I from the US and I had a multiple entry visa that was good for 5 years. Then I got an ARC (good for one year) and they cancelled my multiple entry visa. Is there any way to get them to UN-cancel it? Or do I have to go back to the US and pay the new and improved exorbitant fees for a new one?

Is there anywhere else one can go to get a multiple entry visa? I’ve heard rumors about BKK issuing them, but they seemed like just rumors…

Thanks!

Karen :slight_smile:

I always get my multi-entry visa at the police station when I extend my JFRV ARC.

You mean your multiple re-entry permit, don’t you? Nitpicking I know, but there’s enough confusion over this stuff as it is.

Exactly.

For clarification, for most foreign teachers, there are three documents concerned.

  1. Visa. This is the sticker that goes into your passport. Prerequisite for the one-year resident visa most foreign teachers hold is a job offer from a valid employer, which employer becomes the sponsor for your resident visa. The visa gives you permission to stay in Taiwan.

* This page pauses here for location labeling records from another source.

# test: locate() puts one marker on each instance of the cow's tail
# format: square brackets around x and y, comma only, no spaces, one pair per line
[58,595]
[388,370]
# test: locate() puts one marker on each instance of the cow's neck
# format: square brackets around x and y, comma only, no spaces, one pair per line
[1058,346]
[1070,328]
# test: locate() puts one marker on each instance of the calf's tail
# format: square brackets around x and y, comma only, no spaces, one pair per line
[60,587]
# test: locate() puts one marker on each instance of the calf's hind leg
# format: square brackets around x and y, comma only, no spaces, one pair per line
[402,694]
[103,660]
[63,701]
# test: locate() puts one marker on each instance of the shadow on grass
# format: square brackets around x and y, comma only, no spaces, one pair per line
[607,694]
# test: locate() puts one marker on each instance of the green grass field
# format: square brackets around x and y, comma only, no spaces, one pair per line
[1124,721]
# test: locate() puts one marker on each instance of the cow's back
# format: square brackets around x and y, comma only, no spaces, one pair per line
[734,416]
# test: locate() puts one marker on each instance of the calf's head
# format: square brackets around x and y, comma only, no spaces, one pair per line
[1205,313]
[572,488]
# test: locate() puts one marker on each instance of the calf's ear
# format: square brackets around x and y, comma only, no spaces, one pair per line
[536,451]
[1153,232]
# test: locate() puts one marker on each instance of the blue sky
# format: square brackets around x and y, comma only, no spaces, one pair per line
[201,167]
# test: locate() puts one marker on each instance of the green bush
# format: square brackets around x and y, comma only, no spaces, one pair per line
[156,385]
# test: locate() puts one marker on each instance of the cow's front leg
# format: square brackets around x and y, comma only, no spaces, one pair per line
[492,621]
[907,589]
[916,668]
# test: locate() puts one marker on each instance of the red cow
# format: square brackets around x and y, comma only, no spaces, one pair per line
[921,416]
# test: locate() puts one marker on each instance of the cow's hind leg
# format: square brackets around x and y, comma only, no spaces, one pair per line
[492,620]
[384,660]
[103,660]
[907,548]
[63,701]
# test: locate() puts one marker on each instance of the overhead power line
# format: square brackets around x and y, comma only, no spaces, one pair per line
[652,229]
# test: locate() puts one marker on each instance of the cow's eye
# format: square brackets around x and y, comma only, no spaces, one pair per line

  2. Work permit. As the name implies, this is the document that gives you permission to work. A resident visa is a prerequisite for a work permit, not vice versa. The work permit for most foreign teachers is tied to one employer, and allows you to work only for that employer.

  3. ARC. This is neither a visa nor a work permit. It is, basically, an ID card. The work permit is prerequisite for an ARC (though there are other ways to obtain an ARC, they don’t concern us here).

In sum:

Visa: permission to stay in Taiwan.
Work permit: permission to work in Taiwan.
ARC: Your ID card.

Note also the order of dependency: ARC depends on the work permit, which depends on the visa. Therefore, cancellation of the work permit automatically cancels the ARC, but not the visa. Cancellation of the visa automatically cancels everything.

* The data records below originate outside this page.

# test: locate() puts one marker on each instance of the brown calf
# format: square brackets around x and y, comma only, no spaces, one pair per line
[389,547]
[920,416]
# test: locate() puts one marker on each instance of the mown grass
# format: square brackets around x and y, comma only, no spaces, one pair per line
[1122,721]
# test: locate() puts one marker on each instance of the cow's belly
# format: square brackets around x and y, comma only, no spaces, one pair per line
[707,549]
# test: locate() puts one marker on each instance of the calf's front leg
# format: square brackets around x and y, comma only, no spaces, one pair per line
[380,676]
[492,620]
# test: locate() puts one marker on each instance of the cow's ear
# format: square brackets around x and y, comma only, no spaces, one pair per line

Thus, Big Fluffy Matthew’s statement confuses the three documents. F﹐irst, you don’t get your visa, multi-entry or otherwise, at the local police station. It comes from the immigration bureau in Taipei. The local police station is only responsible for work permits and ARCs. Second, there’s no such thing as a “JFRV ARC”. They’re two separate documents. The JFRV is a visa (the “Joining Family Resident Visa”), while the ARC is your ID card.

It’s also important to note that recent changes in the regulations allow foreign teachers to hold more than one work permit at a time, from different employers, and the ARC can be tied to both. Thus, if one holds two valid work permits and one is cancelled, the ARC remains valid based on the other.

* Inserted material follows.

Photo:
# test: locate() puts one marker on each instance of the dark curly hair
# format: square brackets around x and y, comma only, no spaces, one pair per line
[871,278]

All corrections to the above information are welcome.

Lee Kaiwen, Chiayi

[quote=“KaiwenLee”]2) Work permit. As the name implies, this is the document that gives you permission to work. A resident visa is a prerequisite for a work permit, not vice versa. The work permit for most foreign teachers is tied to one employer, and allows you to work only for that employer.

[/quote]

Interesting. I just got a work permit (by submitting docs to my employer more or less as mentioned on Tealit.com). That involved giving my employer copies of my passport pages, health certificate, signing a form, and paying an NT $500 fee (required by the Bureau of Labor Affairs).

I do not have a resident visa. At the moment, I have a vistors visa. That leads me to believe that your statement above is incorrect. It would seem that the the work permit is a prerequisite for the resident visa, not the reverse.